BGE-Reranker#

Different from embedding model, reranker, or cross-encoder uses question and document as input and directly output similarity instead of embedding. To balance the accuracy and time cost, cross-encoder is widely used to re-rank top-k documents retrieved by other simple models. For examples, use a bge embedding model to first retrieve top 100 relevant documents, and then use bge reranker to re-rank the top 100 document to get the final top-3 results.

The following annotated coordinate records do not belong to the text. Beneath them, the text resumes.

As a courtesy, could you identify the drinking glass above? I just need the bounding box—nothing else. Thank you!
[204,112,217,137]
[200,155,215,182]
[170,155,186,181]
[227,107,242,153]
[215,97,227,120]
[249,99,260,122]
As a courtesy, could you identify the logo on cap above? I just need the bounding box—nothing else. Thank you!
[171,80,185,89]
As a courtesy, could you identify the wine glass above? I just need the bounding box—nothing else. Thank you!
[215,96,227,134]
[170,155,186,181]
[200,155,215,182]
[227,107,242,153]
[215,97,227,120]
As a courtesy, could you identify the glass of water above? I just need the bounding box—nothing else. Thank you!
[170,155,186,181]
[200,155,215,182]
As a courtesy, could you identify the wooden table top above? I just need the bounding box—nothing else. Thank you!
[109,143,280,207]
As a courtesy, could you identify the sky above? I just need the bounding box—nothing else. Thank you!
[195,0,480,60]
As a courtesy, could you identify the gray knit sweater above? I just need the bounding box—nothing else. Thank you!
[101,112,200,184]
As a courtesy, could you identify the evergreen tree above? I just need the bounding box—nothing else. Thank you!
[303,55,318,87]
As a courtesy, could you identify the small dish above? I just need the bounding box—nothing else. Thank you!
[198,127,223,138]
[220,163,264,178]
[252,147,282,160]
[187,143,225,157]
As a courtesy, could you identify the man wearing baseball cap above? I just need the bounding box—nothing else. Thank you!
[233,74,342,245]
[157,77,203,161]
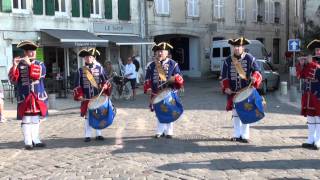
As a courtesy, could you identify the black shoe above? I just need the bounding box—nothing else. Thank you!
[166,135,173,139]
[240,138,249,143]
[24,145,33,150]
[230,137,242,142]
[153,134,162,139]
[34,143,47,147]
[301,143,315,149]
[96,136,104,141]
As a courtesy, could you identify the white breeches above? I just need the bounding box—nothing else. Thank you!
[232,109,250,139]
[307,116,320,146]
[156,121,173,135]
[22,116,41,146]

The first series of BGE-Reranker contains two models, large and base.

Model

Language

Parameters

Model Size

Description

BAAI/bge-reranker-large

English & Chinese

560M

2.24 GB

Larger reranker model, easy to deploy with better inference

BAAI/bge-reranker-base

English & Chinese

278M

1.11 GB

Lightweight reranker model, easy to deploy with fast inference

bge-reranker-large and bge-reranker-base used XLM-RoBERTa-Large and XLM-RoBERTa-Base respectively as the base model. They were trained on high quality English and Chinese data, and acheived State-of-The-Art performance in the level of same size models at the time released.

Usage#

from FlagEmbedding import FlagReranker

reranker = FlagReranker(
    'BAAI/bge-reranker-base',
    query_max_length=256,
    use_fp16=True,
    devices=['cuda:1'],
)

score = reranker.compute_score(['I am happy to help', 'Assisting you is my pleasure'])
print(score)